Which brings me back to the Black Swan sim. Everything about it is mysterious and unexplained... so the online speculative fiction and dark fantasy zine, The Future Fire, has invited Second Life residents to participate in a creative writing competition that must have a discernible link to the artwork at Black Swan. Go there (teleport directly), flex those brain muscles, and you might become the author of the best entry. The winner of the first prize will receive (USD) $500, and be published in The Future Fire as well as in Second Life by Black Swan, but hurry... the deadline is December 10, 2007.

As for me... I am still buoyant, and I'm headed back to visit the stone girl.

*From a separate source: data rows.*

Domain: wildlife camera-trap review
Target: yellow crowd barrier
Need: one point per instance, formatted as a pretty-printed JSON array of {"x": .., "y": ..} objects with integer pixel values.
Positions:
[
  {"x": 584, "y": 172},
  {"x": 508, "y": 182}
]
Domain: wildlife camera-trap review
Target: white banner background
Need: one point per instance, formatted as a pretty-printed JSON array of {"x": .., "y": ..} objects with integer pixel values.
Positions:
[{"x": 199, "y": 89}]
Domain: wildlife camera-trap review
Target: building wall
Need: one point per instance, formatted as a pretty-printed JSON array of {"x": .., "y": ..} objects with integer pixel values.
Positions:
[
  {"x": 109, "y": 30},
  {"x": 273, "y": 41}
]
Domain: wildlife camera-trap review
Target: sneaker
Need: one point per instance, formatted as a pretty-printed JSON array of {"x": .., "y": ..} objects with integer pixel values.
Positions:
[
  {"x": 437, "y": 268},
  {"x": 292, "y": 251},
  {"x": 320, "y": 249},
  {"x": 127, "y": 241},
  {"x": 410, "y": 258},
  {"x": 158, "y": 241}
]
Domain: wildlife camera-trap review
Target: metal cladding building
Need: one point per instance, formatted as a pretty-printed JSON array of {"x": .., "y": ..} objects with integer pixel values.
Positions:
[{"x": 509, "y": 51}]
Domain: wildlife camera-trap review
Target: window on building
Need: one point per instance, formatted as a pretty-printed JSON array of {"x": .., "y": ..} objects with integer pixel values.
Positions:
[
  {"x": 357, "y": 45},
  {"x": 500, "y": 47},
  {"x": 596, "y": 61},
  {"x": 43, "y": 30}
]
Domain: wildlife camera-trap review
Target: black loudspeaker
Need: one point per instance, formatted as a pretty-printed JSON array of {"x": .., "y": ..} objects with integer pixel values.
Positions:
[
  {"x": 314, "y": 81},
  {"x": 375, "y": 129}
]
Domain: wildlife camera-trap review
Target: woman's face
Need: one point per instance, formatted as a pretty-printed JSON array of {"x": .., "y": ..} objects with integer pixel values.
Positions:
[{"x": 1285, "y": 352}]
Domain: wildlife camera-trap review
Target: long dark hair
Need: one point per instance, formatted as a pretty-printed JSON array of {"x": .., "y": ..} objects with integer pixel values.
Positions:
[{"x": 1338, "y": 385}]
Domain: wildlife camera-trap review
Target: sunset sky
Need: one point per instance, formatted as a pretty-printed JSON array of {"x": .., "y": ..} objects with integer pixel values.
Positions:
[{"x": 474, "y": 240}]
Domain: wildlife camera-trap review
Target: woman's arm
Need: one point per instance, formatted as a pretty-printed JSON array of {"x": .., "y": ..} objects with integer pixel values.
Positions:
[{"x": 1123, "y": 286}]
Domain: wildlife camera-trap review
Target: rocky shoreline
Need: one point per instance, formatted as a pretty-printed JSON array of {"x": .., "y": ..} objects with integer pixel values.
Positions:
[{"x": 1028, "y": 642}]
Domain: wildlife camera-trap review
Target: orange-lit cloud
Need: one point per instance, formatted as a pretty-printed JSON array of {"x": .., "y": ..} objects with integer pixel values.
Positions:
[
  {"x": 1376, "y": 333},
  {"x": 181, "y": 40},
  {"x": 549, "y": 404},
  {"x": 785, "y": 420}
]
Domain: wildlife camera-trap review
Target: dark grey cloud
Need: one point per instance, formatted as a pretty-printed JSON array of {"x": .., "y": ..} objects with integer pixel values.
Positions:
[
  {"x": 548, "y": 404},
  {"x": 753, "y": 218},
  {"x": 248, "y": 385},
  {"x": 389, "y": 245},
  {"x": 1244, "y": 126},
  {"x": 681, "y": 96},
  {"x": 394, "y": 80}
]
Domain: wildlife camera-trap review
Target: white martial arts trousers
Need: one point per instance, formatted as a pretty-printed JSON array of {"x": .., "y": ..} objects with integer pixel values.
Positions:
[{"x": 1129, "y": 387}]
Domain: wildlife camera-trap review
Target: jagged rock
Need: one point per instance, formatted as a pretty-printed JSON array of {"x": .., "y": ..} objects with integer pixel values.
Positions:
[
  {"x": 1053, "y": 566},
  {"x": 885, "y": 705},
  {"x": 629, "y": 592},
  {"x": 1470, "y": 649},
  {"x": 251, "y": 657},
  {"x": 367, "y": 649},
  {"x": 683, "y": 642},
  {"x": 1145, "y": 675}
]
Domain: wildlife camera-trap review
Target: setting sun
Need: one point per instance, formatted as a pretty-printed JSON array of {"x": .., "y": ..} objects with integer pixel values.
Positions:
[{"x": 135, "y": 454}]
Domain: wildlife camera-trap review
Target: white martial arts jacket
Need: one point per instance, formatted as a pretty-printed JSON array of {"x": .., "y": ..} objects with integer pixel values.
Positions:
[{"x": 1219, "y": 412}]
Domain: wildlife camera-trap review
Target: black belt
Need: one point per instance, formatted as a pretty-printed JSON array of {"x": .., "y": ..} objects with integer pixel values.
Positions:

Unlike strip malls in the eyes of a five year old, her magic still holds up, and is locked inside me forevermore.


Jolly Jedburgh said...

"It will never be that perfect again, so why upset the memory of it?"
Wow what a grandma, I mostly got "eat some more".
This is a wonderful story and thank you for sharing. My only wish is that I can be as guiding to my children and hopefuly to their children.
May The Force be with you forever.

Bettina Tizzy said...

Jolly, thank you for this. Knowing you as I do, I am certain that your children are being introduced to horizons that are wide open, intensely imaginative, and brimming over with heart.

As for my own grandmother, who died some years ago, I'd give just about anything to be able to teleport her into this world. I can't think of any other person - dead or alive - who could possibly take more joy in this. We are so_very_fortunate.